Cette carte n'est pas un slogan, c'est un tri opérationnel. Chaque ligne de gauche a son article dans ce pilier, avec son prompt ou sa grille. Chaque ligne de droite est une décision qu'un audit humain tranche à ta place, et c'est exactement ce que fait la Radiographie CRO.

Architecture et méthode

Comment le système est bâti et comment il tourne, du pixel brut jusqu'à la liste priorisée. On y monte le pipeline, on choisit le modèle qui tient l'analyse, on lit la data sans se faire piéger, et on trie les idées de test au lieu de les empiler. C'est le socle mécanique, la partie que la machine exécute vite et bien.

Les outils

Les instruments concrets, prêts à reprendre. Des skills qui encodent une méthode et rendent la même analyse à chaque fois, un auditeur qui lit ta copy comme un inconnu, un prompt qui réécrit un CTA sur le bon mécanisme. Chaque article livre ses fichiers, son prompt et un exemple de sa sortie.

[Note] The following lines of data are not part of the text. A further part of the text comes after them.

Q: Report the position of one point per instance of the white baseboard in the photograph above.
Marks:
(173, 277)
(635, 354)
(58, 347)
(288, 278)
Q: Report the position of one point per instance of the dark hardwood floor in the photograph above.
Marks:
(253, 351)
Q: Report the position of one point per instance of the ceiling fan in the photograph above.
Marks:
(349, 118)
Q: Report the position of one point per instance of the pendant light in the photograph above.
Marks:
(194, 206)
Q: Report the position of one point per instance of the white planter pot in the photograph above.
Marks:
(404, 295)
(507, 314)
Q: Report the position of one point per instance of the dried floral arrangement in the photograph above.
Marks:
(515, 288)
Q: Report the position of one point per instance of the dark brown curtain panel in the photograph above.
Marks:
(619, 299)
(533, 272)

La position et les limites

Là où l'IA ment, et ce qu'elle ne remplacera jamais. Les utilisateurs synthétiques repèrent la friction structurelle et inventent les motivations, il faut savoir trier. Et les trois angles morts de la machine, marge, vrai client, stratégie, sont exactement ce qui fait la valeur d'un audit humain.

Des teardowns sur mes vraies pages, pas des exemples inventés

Chaque article démonte une page réelle, et le plus souvent c'est une des miennes. Le stack passe mon propre bouton Zovalide à la moulinette et conclut qu'il nomme l'effort au lieu du résultat, tu le vois en détail dans mon stack en sept étapes. L'auditeur de copy dissèque une accroche de Copyboost dans ce que l'IA voit dans une copy. Aucun résultat client n'est cité, aucune statistique n'est inventée, les seuls chiffres sont des benchmarks sourcés. Quand la machine mord son propre auteur, c'est le signe qu'elle regarde vraiment.